I went to Costco tonight after work, because I needed to pick up just one item that I always buy there. After I walked in, I thought, "What are you doing??? It's not going to be worth waiting in Costco-at-Christmas lines just to buy some cheese!" But this thought came at exactly the time when I could see past all the entryway promotional stuff over to the cash registers. The lines were SHORT, so I stayed.
I said hi to the high school friend of my daughter's who works at Costco and who I haven't seen there in months, but I didn't linger for fear that all the other shoppers would beat me to the registers. Instead, I made a bee-line for that room in the back where they keep the fruit and lettuce, the room that's about a hundred thousand degrees below zero and even a parka isn't enough to keep you warm while you look at the grapes.
Before I got there, though, when I was near the high-density food sample area, I saw a familiar face. It was HIM, the guy who broke my heart a couple years after my divorce. But before he did that, he helped me remember what romance feels like. All that stuff I said in my Romance post about what you miss if you take things too fast, that's what I went through when I dated this guy. It was wonderful.
And then it hurt like hell, even though I didn't love him. But I got over him a long time ago, and I haven't seen him at all for a couple years.

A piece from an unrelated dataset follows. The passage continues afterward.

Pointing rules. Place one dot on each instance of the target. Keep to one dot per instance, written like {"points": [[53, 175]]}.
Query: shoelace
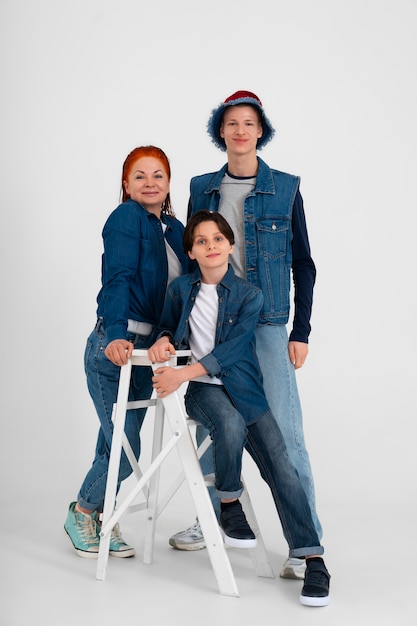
{"points": [[88, 529], [316, 578], [116, 535], [194, 530]]}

Tonight at Costco when I saw him, there were no stomach flips or any sudden pounding of my heart. I simply recognized him and realized that, yeah, he's still around. He's still as tall and good-looking as ever, but I glanced at his hand and saw that he's married now. After all the other women with broken hearts after mine, he finally picked someone and settled down. Naturally, I kept my eyes open to see who she was.
I didn't know her, assuming his wife is the woman whose back he touched. She's unattractive and looks older than he does, with mousey brown hair pulled back into a pony tail, and frumpy clothes that Stacy and Clinton would definitely not approve of.
He could have had a beauty, with his looks, and his third broken heart (counting mine) belonged to an adorable woman with an incredible personality and joie de vivre. But he didn't want her either. Instead, he seems to have settled, and that's a little sad.
There was one night when we were dating when he took me to a dance at somebody's house, and I could tell he was head-over-heels about me (I was the same way about him), but the next time we went out, he started backing off. I always had the impression after that that he was afraid to let himself feel too much about a woman, for fear that she'd leave him devastated the way his first wife had. And he seemed to repeat that closeness followed by break-up over and over. Now it looks like he found someone who he doesn't have to worry that she'll be stolen away from him.
Life is too short to make all your decisions based on fear. That's not living, that's just existing, and if that's the case for him, it's his loss.
I walked tall and pushed my cart toward the ice-box room without saying anything to him, and he didn't say anything to me either.
The grapes looked lousy, so I went over and got my cheese and headed for the checkout stands, where there was NO LINE AT ALL!
Some days give you a big surprise. Today gave me two.